Feature Photo: star5112 Photo: aline salazar

Spanish fits me like a worn pair of jeans, whereas French makes me feel like I’m at a wedding in a freshly ironed dress, trying to stand up straight.

French feels confining. It’s about the aesthetically exquisite, the barely pronounced “s,” the impeccably executed “r.” Done well, the latter is a subtle feline purr. Done American-style, it’s a loogie struggling to come up. There’s just no room for error.

Ah, but Spanish encourages flexibility, improvisation. It’s all curves and individual style. It’s those jeans that love your hips and your ass, it’s a series of dance moves which can make even the most flat-accented gringo seem precious and endearing. It lets you take it for a ride, chilled out, adaptable, whereas French says – you will take me here, now, when I want, how I want. You fit me.
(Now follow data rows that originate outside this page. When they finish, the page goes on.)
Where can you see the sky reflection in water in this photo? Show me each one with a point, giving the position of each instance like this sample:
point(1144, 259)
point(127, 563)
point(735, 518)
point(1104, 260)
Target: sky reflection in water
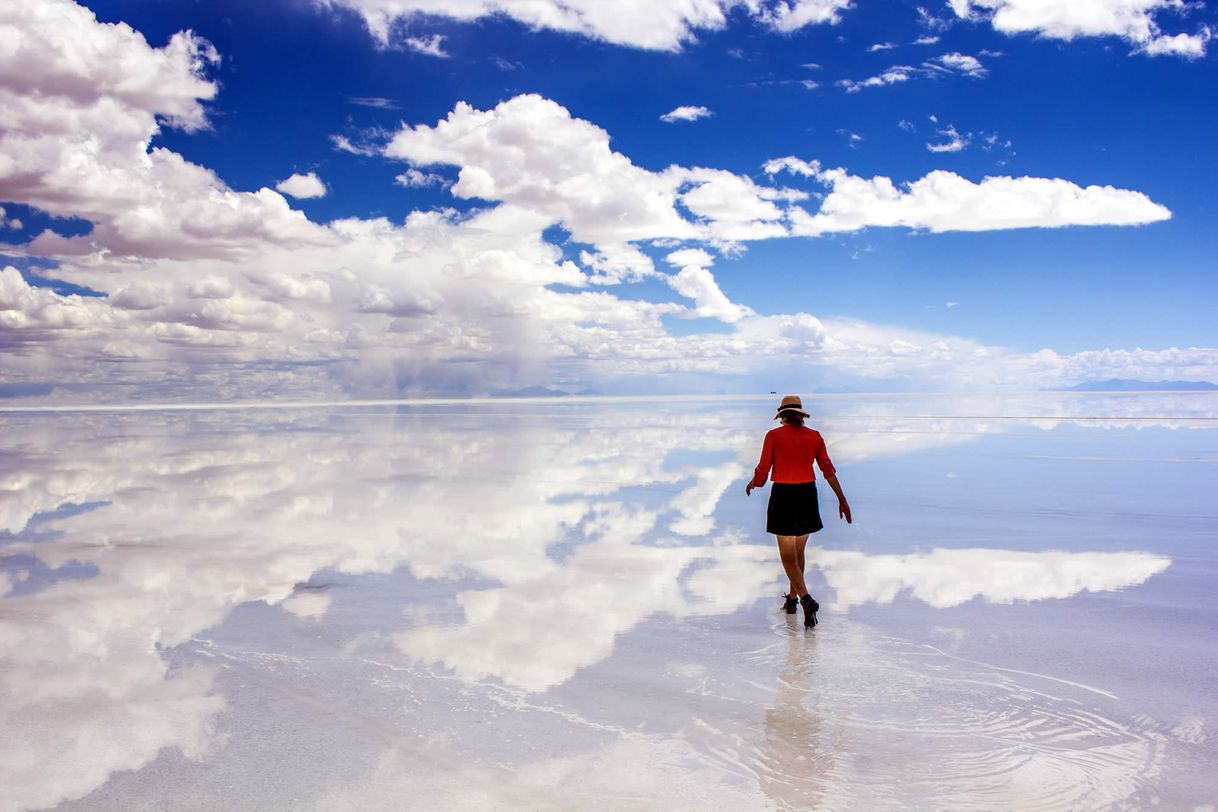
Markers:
point(574, 604)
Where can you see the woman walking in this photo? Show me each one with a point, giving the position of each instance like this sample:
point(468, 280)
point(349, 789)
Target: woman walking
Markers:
point(793, 513)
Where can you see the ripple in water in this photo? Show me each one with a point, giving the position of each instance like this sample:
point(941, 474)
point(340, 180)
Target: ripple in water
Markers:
point(859, 720)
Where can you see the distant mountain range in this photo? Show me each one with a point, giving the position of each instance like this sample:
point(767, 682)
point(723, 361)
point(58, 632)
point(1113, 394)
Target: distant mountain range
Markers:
point(1127, 385)
point(540, 392)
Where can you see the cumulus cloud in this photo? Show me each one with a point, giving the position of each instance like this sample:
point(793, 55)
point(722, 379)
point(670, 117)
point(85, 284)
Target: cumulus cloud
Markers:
point(954, 143)
point(235, 294)
point(949, 577)
point(1135, 21)
point(943, 201)
point(686, 113)
point(531, 152)
point(74, 141)
point(793, 15)
point(303, 186)
point(944, 65)
point(691, 257)
point(429, 45)
point(709, 301)
point(414, 179)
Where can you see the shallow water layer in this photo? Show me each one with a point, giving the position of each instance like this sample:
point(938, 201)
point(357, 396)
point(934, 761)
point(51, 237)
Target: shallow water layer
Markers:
point(574, 605)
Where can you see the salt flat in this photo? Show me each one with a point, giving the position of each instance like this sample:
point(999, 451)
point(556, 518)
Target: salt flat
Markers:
point(574, 605)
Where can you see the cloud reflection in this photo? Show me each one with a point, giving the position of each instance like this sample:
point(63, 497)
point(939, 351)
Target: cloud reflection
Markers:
point(562, 528)
point(945, 577)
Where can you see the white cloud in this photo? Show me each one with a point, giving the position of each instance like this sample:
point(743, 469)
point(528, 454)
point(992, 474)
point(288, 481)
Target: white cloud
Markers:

Spanish simply dovetails with my personality. For me, a cool, blue Latin American morning is synonymous with travel, and Spanish is synonymous with the joy of speaking another language. I love running in Mexico and seeing a beat-up pickup truck full of Santa Claus piñatas, and I love the way people at parades stop and offer me a swig from a bottle of mezcal. I love the way you can slide words around in Spanish, drop the pronouns, add -itos and -isisimos to exaggerate and emphasize.

Photo: pasotraspaso

In Spanish it feels like I can play, mixing my own language cocktails, and this is more than OK – it’s desirable. And from the very beginning, people are indulgent with these creations. You can make the world’s most undrinkable mix of triple sec and vodka and Kahlua and people will toast you for the effort.

“Hablas español!” the Ecuadorians said admiringly when I was still bumbling my way through the basics of “cómo estás” and sticking pronouns in all sorts of awkward places.

But also, I just like the sound of Spanish. The big potbellied “o” of gordo. The little scurrying feet of ahorita. The up-down lilt of ideal like the crest and fall of a wave. The mantra-esque sounds of mañana and lo que sea. The drawn out, three-step, melancholy fall of tristeza. The a’s and o’s that float at the end of words. And of course, the unbeatable r’s.

And you? What’s your language personality? What language fits you?